Michael Hall comments:
A popular winner was evident minutes after the pack of journalists and cameramen entered the room at Ebbsfleet where the models of the shortlisted sculptures were set out, with four of their artists (Richard Deacon was installing an exhibition in New York). The most eager buzz was around Mark Wallinger’s brilliantly simple concept, a Stubbs-like horse on a giant scale. It has the potential to be a haunting addition to this ancient landscape, overlooking the valley that will soon be the site of a new community of some 10,000 houses. French journalist yawned openly when I asked them about Buren’s proposal – ‘oh, he’s so over-exposed’. His tower of cubes, with a mirrored box at its heart and a laser beam soaring above, looked like a Constructivist monument to the unknown soldier. It left me cold. Richard Deacon’s tangle of lattice work was the biggest disappointment, and even the CGI images on show suggested that it would be overwhelmed by the giant electricity pylons that surround the site. I was surprised by the hostility that Chistopher Le Brun’s proposal prompted in some journalists – ‘quasi-fascist’; ‘like something commissioned by Mussolini’ were two of the kinder comments.
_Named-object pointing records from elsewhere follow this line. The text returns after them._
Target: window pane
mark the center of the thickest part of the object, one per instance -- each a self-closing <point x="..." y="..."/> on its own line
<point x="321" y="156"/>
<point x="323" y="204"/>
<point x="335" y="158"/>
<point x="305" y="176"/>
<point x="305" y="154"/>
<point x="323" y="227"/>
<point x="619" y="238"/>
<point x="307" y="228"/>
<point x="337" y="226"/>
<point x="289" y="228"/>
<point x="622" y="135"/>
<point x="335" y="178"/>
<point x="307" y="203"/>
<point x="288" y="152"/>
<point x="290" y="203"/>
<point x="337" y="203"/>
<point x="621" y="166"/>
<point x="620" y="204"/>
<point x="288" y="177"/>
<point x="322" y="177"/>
It would be my second choice – its powerful forms would look good from all angles, with a touch of poetry created by the movement of the wing’s shadow across the disc, like a vast sundial. Much as I admire Rachel Whiteread, she seems to have found it diffficult to come up with an idea that will work on this huge scale: her proposal’s silhouette – a crucial element of this commission – is clumsy and hard to read. My money’s on Wallinger, a work of great subtlety that could also be a huge popular success. After all, a horse is the symbol of Kent – although he told me, ‘funnily enough I didn’t realise this until after I’d had the idea’.